The best defense the AI firms have — our products aren’t as good as we’ve implied, they reproduce and exaggerate problems that exist in the real world, they might be irresolvably strange as a concept, and no matter how we configure them, we’re going to be making unilateral and arbitrary decisions about how they should represent the world — is one that they can’t really articulate, not that it would matter much if they could. Image generators are profoundly strange pieces of software that synthesize averaged-out content from troves of existing media at the behest of users who want and expect countless different things.
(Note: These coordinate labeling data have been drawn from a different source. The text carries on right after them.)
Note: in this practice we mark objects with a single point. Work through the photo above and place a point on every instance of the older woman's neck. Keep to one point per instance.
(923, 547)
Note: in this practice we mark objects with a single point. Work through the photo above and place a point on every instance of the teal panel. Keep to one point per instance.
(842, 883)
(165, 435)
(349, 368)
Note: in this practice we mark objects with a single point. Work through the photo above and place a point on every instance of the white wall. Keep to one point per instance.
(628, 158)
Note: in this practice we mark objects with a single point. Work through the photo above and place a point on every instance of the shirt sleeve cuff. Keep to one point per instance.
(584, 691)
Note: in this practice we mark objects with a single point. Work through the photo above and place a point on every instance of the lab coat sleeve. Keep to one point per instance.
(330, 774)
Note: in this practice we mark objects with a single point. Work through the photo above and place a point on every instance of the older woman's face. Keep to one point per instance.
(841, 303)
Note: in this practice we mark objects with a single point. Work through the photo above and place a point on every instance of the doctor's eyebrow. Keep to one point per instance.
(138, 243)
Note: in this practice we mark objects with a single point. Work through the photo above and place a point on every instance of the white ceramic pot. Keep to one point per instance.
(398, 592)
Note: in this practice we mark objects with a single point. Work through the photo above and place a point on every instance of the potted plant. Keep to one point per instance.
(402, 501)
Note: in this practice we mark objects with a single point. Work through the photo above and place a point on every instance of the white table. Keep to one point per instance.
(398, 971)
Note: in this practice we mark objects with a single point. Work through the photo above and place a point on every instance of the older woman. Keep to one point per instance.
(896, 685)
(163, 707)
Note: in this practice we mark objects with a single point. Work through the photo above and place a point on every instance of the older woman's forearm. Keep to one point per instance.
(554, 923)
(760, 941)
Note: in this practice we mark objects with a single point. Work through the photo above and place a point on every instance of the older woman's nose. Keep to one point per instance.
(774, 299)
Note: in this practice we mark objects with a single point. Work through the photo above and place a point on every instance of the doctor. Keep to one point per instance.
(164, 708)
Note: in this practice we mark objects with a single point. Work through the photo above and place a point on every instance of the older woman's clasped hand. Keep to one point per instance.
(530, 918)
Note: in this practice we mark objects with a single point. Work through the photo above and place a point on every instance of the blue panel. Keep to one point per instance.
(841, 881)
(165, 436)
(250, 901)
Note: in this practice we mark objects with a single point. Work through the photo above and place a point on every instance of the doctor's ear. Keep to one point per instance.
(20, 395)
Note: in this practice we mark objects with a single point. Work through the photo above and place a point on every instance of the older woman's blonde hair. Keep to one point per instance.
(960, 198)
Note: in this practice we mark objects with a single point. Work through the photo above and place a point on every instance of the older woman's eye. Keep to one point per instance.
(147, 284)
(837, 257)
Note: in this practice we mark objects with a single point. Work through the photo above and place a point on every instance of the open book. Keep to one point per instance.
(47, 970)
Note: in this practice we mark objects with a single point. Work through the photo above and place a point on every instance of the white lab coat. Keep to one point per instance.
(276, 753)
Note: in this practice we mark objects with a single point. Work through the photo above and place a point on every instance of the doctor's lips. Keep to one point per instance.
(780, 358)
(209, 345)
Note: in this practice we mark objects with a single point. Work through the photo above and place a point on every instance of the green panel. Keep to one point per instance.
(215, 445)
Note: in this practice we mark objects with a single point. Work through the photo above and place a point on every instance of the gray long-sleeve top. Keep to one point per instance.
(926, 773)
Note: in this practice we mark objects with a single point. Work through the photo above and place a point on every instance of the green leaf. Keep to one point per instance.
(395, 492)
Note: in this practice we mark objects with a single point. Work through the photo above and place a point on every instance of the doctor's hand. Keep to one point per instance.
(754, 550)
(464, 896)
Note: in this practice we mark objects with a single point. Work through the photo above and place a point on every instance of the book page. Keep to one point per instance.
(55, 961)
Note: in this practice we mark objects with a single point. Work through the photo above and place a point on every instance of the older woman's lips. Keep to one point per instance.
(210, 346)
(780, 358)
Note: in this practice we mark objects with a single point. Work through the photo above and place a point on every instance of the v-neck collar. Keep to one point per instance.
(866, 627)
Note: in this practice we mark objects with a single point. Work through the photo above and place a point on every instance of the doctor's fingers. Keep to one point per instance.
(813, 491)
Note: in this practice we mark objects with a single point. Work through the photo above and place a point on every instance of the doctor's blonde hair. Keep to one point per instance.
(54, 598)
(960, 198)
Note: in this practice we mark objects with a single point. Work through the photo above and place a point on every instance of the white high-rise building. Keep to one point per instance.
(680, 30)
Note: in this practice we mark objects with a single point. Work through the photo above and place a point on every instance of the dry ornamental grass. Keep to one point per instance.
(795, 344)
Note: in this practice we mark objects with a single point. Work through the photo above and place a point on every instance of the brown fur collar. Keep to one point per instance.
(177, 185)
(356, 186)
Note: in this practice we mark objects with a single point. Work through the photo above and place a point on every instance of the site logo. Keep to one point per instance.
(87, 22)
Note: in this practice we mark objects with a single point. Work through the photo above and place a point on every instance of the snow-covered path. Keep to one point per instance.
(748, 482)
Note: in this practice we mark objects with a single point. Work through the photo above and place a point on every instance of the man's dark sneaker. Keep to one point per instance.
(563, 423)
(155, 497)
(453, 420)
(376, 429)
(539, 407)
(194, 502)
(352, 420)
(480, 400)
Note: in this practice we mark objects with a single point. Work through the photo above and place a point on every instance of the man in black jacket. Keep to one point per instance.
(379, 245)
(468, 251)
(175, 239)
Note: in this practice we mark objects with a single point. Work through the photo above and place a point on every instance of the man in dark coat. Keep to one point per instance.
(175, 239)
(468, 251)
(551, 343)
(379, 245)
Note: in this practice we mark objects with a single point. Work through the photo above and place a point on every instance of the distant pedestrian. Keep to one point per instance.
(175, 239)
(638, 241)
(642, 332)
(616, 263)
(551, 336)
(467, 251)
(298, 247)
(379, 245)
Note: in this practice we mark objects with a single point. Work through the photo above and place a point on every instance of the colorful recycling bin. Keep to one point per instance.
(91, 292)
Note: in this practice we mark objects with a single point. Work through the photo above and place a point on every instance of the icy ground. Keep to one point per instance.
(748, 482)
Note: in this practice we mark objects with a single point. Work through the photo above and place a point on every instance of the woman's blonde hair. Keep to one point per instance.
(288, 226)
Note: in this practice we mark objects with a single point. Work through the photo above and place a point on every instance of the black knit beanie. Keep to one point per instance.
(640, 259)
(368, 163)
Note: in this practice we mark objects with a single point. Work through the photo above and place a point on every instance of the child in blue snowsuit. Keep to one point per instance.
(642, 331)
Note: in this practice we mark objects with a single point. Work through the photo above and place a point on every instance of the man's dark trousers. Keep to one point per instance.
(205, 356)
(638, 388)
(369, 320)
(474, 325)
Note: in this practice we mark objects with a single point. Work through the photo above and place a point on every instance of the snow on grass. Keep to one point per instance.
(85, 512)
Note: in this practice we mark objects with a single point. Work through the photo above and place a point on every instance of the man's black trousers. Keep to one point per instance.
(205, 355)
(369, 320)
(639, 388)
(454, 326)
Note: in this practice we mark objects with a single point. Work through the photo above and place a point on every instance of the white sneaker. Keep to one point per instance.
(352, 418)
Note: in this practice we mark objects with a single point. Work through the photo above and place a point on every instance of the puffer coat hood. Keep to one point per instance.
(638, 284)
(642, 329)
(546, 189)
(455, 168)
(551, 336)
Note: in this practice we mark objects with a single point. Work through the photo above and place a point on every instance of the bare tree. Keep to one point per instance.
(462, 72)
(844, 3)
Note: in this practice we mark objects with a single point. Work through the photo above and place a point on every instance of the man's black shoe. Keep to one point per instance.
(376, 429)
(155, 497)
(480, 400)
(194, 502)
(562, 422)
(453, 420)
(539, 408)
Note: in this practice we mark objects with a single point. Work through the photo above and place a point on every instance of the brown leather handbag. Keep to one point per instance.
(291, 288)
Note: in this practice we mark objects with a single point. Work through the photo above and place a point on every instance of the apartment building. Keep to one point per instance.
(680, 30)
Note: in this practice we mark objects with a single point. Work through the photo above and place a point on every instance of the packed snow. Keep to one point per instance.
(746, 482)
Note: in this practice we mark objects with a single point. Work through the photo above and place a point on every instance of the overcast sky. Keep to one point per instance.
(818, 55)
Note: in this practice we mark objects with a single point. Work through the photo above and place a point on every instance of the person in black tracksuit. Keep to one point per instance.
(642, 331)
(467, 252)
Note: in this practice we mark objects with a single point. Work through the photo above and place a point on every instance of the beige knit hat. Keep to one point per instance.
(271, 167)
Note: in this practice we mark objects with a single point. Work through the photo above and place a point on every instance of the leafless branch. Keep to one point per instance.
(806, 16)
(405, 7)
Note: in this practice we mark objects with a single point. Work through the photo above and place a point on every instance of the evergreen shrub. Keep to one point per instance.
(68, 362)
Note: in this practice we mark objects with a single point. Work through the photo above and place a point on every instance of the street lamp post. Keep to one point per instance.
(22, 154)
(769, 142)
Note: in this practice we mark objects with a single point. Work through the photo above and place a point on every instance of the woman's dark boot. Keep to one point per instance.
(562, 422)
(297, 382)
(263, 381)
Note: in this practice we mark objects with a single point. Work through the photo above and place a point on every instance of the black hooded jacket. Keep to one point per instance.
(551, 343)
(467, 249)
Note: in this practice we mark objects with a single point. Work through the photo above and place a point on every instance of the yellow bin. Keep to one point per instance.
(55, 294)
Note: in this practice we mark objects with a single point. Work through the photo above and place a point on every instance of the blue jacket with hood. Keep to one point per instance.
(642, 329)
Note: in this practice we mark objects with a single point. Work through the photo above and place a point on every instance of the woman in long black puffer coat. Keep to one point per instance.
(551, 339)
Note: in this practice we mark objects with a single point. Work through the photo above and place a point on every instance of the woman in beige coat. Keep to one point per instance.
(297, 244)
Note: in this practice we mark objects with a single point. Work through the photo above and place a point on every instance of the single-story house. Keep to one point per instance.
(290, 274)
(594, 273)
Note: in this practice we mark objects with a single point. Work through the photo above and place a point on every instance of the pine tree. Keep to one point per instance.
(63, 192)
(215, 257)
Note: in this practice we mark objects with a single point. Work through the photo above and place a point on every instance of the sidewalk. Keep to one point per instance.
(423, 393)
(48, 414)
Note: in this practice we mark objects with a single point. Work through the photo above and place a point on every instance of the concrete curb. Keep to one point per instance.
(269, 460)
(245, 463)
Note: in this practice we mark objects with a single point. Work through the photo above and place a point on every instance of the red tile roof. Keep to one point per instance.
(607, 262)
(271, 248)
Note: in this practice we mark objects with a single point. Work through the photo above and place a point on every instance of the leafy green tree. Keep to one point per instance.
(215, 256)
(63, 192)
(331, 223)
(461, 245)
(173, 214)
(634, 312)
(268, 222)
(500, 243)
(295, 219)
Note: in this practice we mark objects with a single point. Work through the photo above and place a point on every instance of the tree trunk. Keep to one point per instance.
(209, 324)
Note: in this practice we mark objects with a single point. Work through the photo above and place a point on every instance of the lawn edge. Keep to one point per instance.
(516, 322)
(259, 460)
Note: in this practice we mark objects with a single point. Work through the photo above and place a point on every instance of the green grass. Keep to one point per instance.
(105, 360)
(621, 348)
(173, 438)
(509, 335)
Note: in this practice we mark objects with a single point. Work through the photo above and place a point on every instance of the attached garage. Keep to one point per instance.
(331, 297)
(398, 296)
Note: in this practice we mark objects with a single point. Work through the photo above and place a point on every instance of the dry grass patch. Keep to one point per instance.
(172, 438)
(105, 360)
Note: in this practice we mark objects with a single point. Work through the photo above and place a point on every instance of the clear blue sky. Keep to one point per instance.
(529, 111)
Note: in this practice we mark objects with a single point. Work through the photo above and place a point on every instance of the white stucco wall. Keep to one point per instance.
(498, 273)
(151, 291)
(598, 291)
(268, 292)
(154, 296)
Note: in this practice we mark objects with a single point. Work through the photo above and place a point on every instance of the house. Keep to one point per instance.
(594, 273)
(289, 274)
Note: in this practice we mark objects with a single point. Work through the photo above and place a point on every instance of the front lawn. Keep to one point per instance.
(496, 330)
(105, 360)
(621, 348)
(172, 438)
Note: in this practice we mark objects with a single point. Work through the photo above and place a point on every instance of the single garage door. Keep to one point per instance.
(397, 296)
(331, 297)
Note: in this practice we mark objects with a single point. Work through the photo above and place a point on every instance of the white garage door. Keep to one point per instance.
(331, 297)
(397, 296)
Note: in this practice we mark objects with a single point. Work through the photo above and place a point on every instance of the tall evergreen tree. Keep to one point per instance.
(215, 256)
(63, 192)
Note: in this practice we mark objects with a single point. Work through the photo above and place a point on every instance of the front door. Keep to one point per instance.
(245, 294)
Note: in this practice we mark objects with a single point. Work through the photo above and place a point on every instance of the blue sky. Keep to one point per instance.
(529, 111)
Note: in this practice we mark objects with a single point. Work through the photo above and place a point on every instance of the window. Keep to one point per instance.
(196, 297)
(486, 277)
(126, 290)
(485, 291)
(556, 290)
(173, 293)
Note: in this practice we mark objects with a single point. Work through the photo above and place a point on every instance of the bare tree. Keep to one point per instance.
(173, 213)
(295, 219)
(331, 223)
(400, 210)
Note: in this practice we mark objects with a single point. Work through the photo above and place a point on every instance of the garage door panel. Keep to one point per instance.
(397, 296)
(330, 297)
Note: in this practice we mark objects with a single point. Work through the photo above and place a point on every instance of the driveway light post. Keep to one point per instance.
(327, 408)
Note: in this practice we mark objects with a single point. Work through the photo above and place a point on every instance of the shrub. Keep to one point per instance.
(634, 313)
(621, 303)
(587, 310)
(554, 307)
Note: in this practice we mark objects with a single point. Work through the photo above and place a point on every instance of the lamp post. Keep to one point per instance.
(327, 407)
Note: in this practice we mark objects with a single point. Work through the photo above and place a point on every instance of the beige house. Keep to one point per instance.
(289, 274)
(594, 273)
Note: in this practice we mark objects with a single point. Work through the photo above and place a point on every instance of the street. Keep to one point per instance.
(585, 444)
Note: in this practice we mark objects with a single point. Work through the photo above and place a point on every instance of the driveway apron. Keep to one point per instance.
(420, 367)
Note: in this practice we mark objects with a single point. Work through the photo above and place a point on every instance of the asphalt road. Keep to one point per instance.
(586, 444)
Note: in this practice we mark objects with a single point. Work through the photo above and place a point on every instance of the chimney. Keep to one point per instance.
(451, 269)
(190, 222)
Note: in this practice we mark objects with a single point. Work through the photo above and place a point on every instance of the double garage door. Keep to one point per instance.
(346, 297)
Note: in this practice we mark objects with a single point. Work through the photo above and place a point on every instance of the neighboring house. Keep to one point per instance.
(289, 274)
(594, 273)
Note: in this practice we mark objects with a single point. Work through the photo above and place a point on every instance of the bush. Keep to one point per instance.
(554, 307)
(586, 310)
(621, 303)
They’re marketed as software that can produce photos and illustrations — as both documentary and creative tools — when, really, they’re doing something less than that. That leaves their creators in a fitting predicament: In rushing general-purpose tools to market, AI firms have inadvertently generated and taken ownership of a heightened, fuzzy, and somehow dumber copy of corporate America’s fraught and disingenuous racial politics, for the price of billions of dollars, in service of a business plan to be determined, at the expense of pretty much everyone who uses the internet. They’re practically asking for it.